И все же совсем бесследно это не прошло, остался шрам, ноющий при плохой погоде и напоминающий о себе при определенных обстоятельствах. Дядя (Себастьян) и племянник (Нортроп) – разница в возрасте между ними, напомню, составляла пять лет – вежливо здоровались друг с другом, когда встречались в узком кругу зажиточных людей Санта-Барбары, где трудно не пересечься. На самом же деле тщательно избегали друг друга и прикладывали большие усилия, чтобы ничего друг о друге не знать. Когда они стали взрослыми, эта игра продолжилась, но для Себастьяна (дяди) это было нелегко, поскольку имя племянника, главного комиссара полиции Нортропа Рильски, часто фигурировало на первых полосах газет в связи с теми делами, которые он расследовал. Зато Нортроп (племянник) без труда забыл о существовании дяди, сумевшего неплохо распорядиться своей судьбой незаконнорожденного ребенка – каждый психиатр вам это подтвердит, – посвятив себя изучению истории, пусть до недавних пор его карьеру и нельзя было назвать блестящей.

– Вы что же, никогда не виделись? – Хотя я задаю вопрос, и мои губы, и мой голос все еще полны иным содержанием.

– Да нет, разок виделись. На одном приеме, в честь пятидесятилетия криминальной службы. Он мне представил свою жену Эрмину: недурна собой, белокура, словоохотлива. Но это было, дай бог памяти, двадцать лет назад. – Нортроп пребывал в замешательстве. – Такой тип, как Крест-Джонс, немного чокнутый, однажды непременно должен был съехать с катушек. Но чтобы превратиться в самурая-наркомана! Это уж слишком. Может, он что и задумал уже давно, желая отомстить роду людскому? Да и вряд ли кто заподозрит обычного преподавателя. Хотя почему бы и нет? Ты думаешь, сбежал?

Уж кто-кто может удивляться, только не комиссар полиции, ему-то хорошо известно, что стоит всего ожидать, и даже от самых близких, и даже от себя самого. Рильски овладело тревожное чувство сопричастности к злодеянию, причем это происходило как будто в силу некоей роковой неумолимости, словно бы в действие вступила программа генетического родства.

– Слушай, а этот Номер-какой-то тоже что-то вроде Себастьяна?

Комиссару следовало сразу об этом подумать. Он увязал, но все было возможно.

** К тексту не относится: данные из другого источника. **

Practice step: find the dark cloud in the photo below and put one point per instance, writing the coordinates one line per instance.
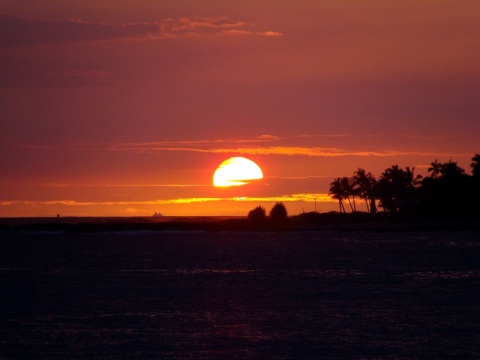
(19, 32)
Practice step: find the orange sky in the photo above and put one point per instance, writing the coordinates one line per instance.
(124, 108)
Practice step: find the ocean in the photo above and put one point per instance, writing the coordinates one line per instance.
(240, 295)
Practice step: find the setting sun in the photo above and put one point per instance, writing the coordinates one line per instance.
(236, 171)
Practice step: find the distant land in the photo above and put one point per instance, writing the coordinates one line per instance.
(311, 221)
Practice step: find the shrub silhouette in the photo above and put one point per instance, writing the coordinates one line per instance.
(278, 213)
(257, 215)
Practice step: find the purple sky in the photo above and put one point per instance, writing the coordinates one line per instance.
(127, 107)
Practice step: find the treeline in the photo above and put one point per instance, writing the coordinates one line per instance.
(448, 192)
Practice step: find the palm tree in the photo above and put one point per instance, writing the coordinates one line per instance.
(435, 169)
(364, 185)
(476, 166)
(336, 192)
(348, 188)
(397, 187)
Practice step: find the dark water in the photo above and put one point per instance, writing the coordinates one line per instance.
(240, 295)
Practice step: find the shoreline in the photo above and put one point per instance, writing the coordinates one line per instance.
(303, 222)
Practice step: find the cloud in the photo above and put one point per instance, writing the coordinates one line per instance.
(16, 31)
(19, 32)
(273, 150)
(319, 197)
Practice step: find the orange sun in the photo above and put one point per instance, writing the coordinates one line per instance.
(236, 171)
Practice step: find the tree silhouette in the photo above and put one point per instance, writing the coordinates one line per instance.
(364, 183)
(336, 192)
(278, 213)
(475, 165)
(348, 188)
(396, 188)
(435, 169)
(448, 193)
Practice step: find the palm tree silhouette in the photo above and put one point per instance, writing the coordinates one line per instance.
(336, 192)
(476, 166)
(364, 185)
(348, 188)
(435, 169)
(397, 187)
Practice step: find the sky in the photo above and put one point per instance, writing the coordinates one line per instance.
(126, 108)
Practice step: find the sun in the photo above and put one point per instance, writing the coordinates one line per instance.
(236, 171)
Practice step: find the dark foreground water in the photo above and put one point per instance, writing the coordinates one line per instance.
(309, 295)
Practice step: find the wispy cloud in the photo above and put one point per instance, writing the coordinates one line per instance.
(319, 197)
(277, 150)
(15, 31)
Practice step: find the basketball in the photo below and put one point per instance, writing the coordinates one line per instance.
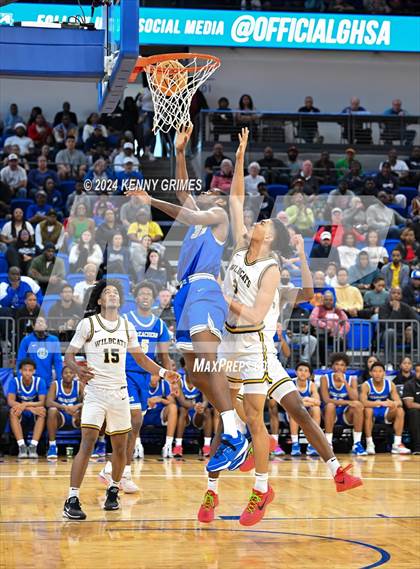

Выходило, Эрмина позвонила не под действием сиюминутного порыва, не вследствие каприза, а в силу форс-мажорных обстоятельств. Я попыталась вообразить, какую бучу этот звонок поднял в душе внешне спокойного Нортропа. Пробуждало ли в нем это вторжение в его жизнь, нарушавшее их молчаливый многолетний уговор, смутные угрызения совести? Страх перед общими истоками? Боязнь потери социального равновесия? Что конкретно? Задавался ли он вопросом об их перекрестившихся в детстве судьбах? Или все было более мучительным, и это исчезновение оживляло в памяти горе от потери единственной жены Марты, чьи портреты многие годы украшали его рабочий кабинет? Кажется, Попов поведал мне о том, как Марту унесла лейкемия вскоре после свадьбы, что превратило Нортропа в закоренелого холостяка.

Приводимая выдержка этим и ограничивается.